Day in the Life: Twinning officer

My morning

My day usually starts at 7am with a hot shower and bowl of porridge.
One of the benefits of living in the city centre is that I enjoy a 15 minute walk to work in the morning – I take this opportunity to learn languages. I studied German at school and since the start of the year I have been learning French as well so that I can communicate with partners in Clermont-Ferrand.

Aberdeen is twinned with five cities across the world – Stavanger, Norway; Clermont-Ferrand, France; Regensburg, Germany; Gomel, Belarus, and Bulawayo, Zimbabwe – so languages are an important part of my role.

By the time I’m in the office at 8.30am, I can have a full inbox as the working day in Aberdeen’s twin cities is already well under way.

One of the things that I enjoy the most about my job is the variety of the work – no two days are ever the same. When I turn on my computer in the mornings the first thing I do is check my diary. My job can take me anywhere in Aberdeen. I work with groups and individuals from across the city to create projects with partners in Aberdeen’s twin cities.

Schools, community groups and individuals from Aberdeen can apply for grants of up to £7,000 from Aberdeen City Council’s International Twinning Grant to support projects with partners in twin cities. So I often find myself at various schools and offices across the city discussing funding opportunities, project development as well as providing visa and travel guidance.

My lunchtime.
I usually have lunch in the office. I love to cook and lunch is usually leftovers from the night before.

My afternoon.
As well as working with groups from Aberdeen, I am often the first point of contact for international delegations when visiting Aberdeen. I work with local authorities and groups to devise programmes that showcase the best of what Aberdeen has to offer.
In the past month I have accompanied international visitors to TechFest, musicians from twin cities to the Celebrate Aberdeen Weekend and a Norwegian business delegation to the city’s outdoor markets. Visitors to Aberdeen also often meet with the Lord Provost who is a strong supporter of strengthening Aberdeen’s international links.
In the next month international visitors will be visiting DanceLive and the city’s secondary schools.
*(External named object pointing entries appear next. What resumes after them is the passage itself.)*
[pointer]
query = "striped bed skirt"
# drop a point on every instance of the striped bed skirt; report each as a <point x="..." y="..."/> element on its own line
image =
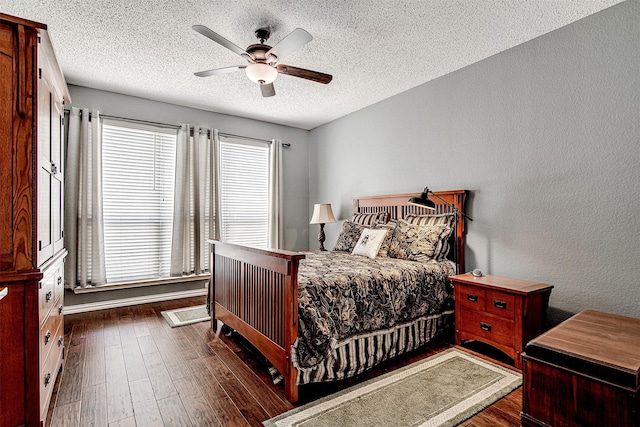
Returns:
<point x="361" y="352"/>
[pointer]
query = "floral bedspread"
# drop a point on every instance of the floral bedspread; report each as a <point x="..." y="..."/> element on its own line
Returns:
<point x="341" y="295"/>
So much of this role is about promotion: of the opportunities and funding available to Aberdeen citizens to engage with and share experiences with partners in twin cities; and also of Aberdeen to international visitors as a vibrant city and a place to Invest Live Visit.
The opportunities provided by the twinning grant demonstrate a long-term commitment by Aberdeen City Council to nurturing local communities and developing international relations.

My evening.
I am based within the City Events Team and work closely with the team on large events, which occasionally includes evening work.
Performers from Aberdeen’s twin cities often participate in large events contributing to a diverse event programme in the city.
Acts from two of Aberdeen’s twin cities will be entertaining local audiences at this year’s Winter Festival: Traditional Norwegian musicians will perform at the Christmas Tree Light Switch-On on Thursday, November 24 – the tree in Castlegate is a gift from Aberdeen’s twin city of Stavanger – and a traditional Bavarian Brass Band will be marching down Union Street in the annual Christmas Light Switch On Parade on Sunday, November 27. The bands will be performing at public spaces in the city during their visit and I accompany them throughout.

Festival and event organisers from external organisations can also apply to the International Twinning Grant to support their event. Funding from the grant has recently supported an exciting collaboration between Aberdeen’s Sound Festival and Musiques Demesurees in Clermont-Ferrand – the world premiere of which will be performed by the Orchestre d’Auvergne and Red Note Ensemble at the Music Hall on October 24th.

When not attending or working at evening events I like to cook, go for a run along the beach or dance at Citymoves.
Meeting with so many people from different countries also gives me itchy feet and I love to plan my next holiday whether in Scotland or abroad – I’m just back from a week-long archaeological dig in Iona and next month I’m travelling to India and Nepal.

People are usually flummoxed with my job title, but when I explain to them what my job entails they usually say “That sounds like a really enjoyable job”. And it is.